According to the investigators, they interviewed five witnesses who confirm Khyliuk’s presence at the Detention Centre in Novozybkov in 2022.
"There is no question of his imprisonment in Russia. According to these accounts, at least 500 Ukrainians may still be held at that prison. The Media Initiative believes that Khyliuk is one of 123 civilians arrested in the Kyiv region and still held in Russia," the organization stresses.
As IMI reported, UNIAN journalist Dmytro Khyliuk has been in Russian captivity for over a year. His official status is not that of a POW, but of a civilian hostage. Such prisoners should be released separate from military prisoner swaps, but the Russians are not doing this.
On February 26, 2022, the occupiers entered the village of Kozarovychi, Kyiv oblast, set up their equipment there and started going house by house. During a battle in early March, a projectile also hit the Khyliuks' house. At that time, the whole family was at home – Dmytro, his sick mother, and father.
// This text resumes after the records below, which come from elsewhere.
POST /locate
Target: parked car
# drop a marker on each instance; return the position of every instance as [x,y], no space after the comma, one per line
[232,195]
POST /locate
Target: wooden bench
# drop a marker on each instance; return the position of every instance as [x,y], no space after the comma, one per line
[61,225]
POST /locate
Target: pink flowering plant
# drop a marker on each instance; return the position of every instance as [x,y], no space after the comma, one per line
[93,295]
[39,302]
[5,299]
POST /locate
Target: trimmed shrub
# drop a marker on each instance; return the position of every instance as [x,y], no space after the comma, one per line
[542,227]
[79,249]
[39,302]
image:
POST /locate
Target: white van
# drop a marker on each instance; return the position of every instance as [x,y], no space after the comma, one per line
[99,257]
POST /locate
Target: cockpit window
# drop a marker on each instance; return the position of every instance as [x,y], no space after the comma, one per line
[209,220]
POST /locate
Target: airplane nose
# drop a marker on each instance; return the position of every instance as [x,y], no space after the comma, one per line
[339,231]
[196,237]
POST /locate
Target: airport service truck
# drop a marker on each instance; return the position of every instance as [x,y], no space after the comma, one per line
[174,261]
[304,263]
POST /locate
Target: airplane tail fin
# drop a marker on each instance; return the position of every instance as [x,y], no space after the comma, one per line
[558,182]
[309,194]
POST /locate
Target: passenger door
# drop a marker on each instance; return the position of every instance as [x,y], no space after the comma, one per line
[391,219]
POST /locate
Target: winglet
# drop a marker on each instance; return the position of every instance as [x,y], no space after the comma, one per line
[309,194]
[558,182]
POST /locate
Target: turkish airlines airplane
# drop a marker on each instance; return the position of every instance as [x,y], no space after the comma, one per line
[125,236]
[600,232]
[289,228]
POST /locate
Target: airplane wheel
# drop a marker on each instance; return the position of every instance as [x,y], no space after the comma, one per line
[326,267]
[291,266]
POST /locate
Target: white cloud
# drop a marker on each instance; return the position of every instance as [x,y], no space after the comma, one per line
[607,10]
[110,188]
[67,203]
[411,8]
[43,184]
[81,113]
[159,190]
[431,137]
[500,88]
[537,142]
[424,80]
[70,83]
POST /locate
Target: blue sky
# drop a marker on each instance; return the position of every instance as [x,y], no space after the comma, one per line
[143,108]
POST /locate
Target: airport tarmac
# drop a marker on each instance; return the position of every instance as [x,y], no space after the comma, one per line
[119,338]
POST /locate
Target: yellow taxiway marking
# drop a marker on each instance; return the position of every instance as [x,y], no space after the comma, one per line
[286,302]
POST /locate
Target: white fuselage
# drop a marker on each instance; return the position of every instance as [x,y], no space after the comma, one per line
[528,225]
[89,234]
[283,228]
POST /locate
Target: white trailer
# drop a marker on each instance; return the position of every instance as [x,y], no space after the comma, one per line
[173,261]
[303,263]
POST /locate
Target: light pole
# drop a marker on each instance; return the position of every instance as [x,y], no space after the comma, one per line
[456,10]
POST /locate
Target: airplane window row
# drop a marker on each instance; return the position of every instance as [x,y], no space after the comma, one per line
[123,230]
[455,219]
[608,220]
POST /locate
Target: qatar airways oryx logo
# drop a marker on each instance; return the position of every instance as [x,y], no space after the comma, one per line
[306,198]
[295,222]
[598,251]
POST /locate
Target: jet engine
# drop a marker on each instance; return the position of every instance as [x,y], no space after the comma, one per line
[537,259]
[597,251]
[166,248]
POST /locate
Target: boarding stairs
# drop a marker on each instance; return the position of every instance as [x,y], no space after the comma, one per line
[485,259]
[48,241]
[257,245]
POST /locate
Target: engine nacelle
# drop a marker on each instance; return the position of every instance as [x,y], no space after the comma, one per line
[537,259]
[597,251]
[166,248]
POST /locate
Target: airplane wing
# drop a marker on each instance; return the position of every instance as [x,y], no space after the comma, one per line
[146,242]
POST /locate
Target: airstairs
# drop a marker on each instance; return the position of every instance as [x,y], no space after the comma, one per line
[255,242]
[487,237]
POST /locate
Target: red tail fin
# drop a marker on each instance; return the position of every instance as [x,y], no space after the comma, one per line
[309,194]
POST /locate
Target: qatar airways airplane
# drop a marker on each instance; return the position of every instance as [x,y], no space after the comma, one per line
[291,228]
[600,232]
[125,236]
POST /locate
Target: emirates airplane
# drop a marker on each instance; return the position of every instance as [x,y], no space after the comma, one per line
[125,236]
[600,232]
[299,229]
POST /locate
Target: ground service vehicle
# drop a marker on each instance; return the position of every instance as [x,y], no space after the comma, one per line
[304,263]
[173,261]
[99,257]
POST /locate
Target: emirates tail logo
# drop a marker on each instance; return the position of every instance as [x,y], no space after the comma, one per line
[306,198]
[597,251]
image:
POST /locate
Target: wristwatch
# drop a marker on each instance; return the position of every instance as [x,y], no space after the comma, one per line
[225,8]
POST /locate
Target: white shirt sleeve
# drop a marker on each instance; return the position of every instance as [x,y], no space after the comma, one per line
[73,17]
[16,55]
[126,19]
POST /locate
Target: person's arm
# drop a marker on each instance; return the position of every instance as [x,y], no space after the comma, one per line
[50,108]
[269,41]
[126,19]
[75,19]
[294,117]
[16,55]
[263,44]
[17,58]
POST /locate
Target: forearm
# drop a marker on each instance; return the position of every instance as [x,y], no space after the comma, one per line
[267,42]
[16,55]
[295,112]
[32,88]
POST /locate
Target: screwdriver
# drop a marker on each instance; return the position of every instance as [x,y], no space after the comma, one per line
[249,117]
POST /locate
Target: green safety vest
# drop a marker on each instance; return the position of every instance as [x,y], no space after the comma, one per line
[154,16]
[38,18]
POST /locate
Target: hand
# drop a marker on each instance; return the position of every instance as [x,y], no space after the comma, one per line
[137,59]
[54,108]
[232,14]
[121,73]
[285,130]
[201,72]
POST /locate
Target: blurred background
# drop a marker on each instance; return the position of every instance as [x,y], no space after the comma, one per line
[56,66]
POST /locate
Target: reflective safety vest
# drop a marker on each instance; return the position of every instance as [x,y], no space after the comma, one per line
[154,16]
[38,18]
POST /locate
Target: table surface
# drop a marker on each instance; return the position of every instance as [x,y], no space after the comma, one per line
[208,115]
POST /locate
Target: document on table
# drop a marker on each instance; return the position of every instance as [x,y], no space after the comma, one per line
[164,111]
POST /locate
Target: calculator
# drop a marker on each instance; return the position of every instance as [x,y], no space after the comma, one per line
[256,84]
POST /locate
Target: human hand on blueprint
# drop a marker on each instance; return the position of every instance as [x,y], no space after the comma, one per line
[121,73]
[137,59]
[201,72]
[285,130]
The Russians started hunting down the village's men.
That evening they captured both Dmytro and his father.
The UNIAN editor-in-chief, Mykhailo Hannytsky, said that since the occupation, Dmytro had only been texting him about the broken house and the empty shops in the village. Dmytro did not disclose any information on the Russian troops. Whether the occupiers knew at that moment that Dmytro was a journalist is unclear. However, they still hold him somewhere in Russia and are unwilling to let him go, he noted.
"The Russian Federation has never fulfilled its promise regarding Dmitry and several other people. Their names were on the approved list. They agreed in the evening, and they did not bring them for the exchange in the morning," said Mykhailo Hannytsky.
Kozarovychi was de-occupied on March 31. Ukrainian investigators soon arrived in the village and took the testimony from Dmytro's father, Vasyl Khylyuk, about his son being captured and kidnapped. In May, state prosecutor Oleksandr Vinnytsky visited Kozarovychi and interviewed the journalist's father once more. The Prosecutor General's Office has opened a case regarding the abduction of civilians on the territory of the Dymer hromada. The investigation considers journalist Dmytro Khylyuk and his father victims. The case was opened under Part 1 of Art. 438 of the Criminal Code. This article, in particular, deals with violation of the laws and customs of war, such as abuse of POWs or the civilian population, deportation of civilians for forced labor, looting of national assets in the occupied territory, using means of warfare prohibited by international law, as well as other violations of laws and customs of war stipulated by international treaties.
In April 2022, the journalist's parents received a call from the Coordination Headquarters for the Treatment of Prisoners of War and were informed that Russia had confirmed that the journalist was being detained there.
In August, with the help of the International Committee of the Red Cross (ICRC), Dmytro Khylyuk's parents were able to receive a letter from him, in an envelope stamped "Russian Post Service". The letter contained one sentence: "Dear mom, dad, I'm alive, in good health, I'm fine."